Raxatrigine (GSK1014802; Vixotrigine; CNV-1014802) was supplied as 50, 100, or 200 mg film‐coated brownish yellow tablets. Placebo tablets visually matched the active tablets and all tablets were taken with 240 mL of water. Twelve volunteers in each of 4 parallel‐dose cohorts were randomized to vixotrigine or placebo in a 9:3 ratio. For all cohorts, a screening phase preceded study treatment and a follow‐up visit was conducted 7–14 days after the last dose. Cohort 1 received one 14‐day repeat‐dose phase (vixotrigine 150 mg q.d. or placebo). Cohort 2 received one 14‐day repeat‐dose phase (vixotrigine 400 mg q.d. or placebo). An additional dose of study drug was administered on day 15, within 30 minutes of consuming a high‐fat breakfast. Cohort 3 received an SD and 28‐day repeat‐dose of vixotrigine 300–400 mg b.i.d. (doses individually adjusted to keep the AUC below the originally defined PK limits) or placebo, with a morning dose given for the SD and on day 28 of the repeat‐dose period.
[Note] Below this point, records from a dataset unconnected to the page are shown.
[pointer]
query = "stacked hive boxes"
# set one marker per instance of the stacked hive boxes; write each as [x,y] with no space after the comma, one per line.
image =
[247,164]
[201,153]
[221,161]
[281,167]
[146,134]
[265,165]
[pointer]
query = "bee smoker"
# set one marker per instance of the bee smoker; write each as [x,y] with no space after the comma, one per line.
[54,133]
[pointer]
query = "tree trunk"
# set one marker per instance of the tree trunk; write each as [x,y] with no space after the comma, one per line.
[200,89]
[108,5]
Cohort 4 received an SD and 14‐day repeat‐dose of vixotrigine 350–450 mg b.i.d. (doses individually adjusted to keep below the PK limits for Cmax and AUC) or placebo, with a morning dose given for the SD and on day 15 of the repeat‐dose period. In addition, an assessment of exploratory endpoints (mechanical pain threshold, and pressure pain threshold and tolerance) was completed after day 1 and day 15 SD (see Supplementary Material Table S1 and Figure S3 ). Volunteers in cohorts 3 and 4 received the same treatment allocation (vixotrigine or placebo) in the SD and repeat‐dose periods, which were separated by ≥ 7 days. Predose blood samples were drawn and at prespecified time points to measure plasma vixotrigine levels (0, 0.5, 1, 1.5, 2, 3, 4, 6, 8, 12, and 24 hours; cohorts 1 and 4: days 1, 7, and 14; cohort 2: days 1, 7, 14, and 15; cohort 3: days 1, 7, 14, and 28). [3]

The primary endpoints of the repeat‐dose study were (i) to evaluate the safety and tolerability of Raxatrigine (GSK1014802; Vixotrigine; CNV-1014802) by monitoring AEs and concomitant medication, 12‐lead ECGs, lead II monitoring, 24‐hour Holter monitoring, vital signs, and laboratory parameters; and (ii) PK parameters estimated from plasma concentration‐time profiles for each analyte: Cmax, Tmax, and AUC from time 0 (predose) to 24 hours after dosing (AUC0–24; q.d. dose), AUC from time 0 (predose) to 12 hours after dosing (b.i.d. dose), and terminal half‐life (t 1/2). [3]

For both studies, plasma concentrations of Raxatrigine (GSK1014802; Vixotrigine; CNV-1014802) were determined using liquid chromatography‐tandem mass spectrometry after protein precipitation extraction, according to validated analytical methods at LGC. 17 The lower limit of quantification for vixotrigine was 10 ng/mL. PK parameters were derived using noncompartmental analyses with WinNonlin software version 5.0.1. Statistical analyses used SAS version 9.1.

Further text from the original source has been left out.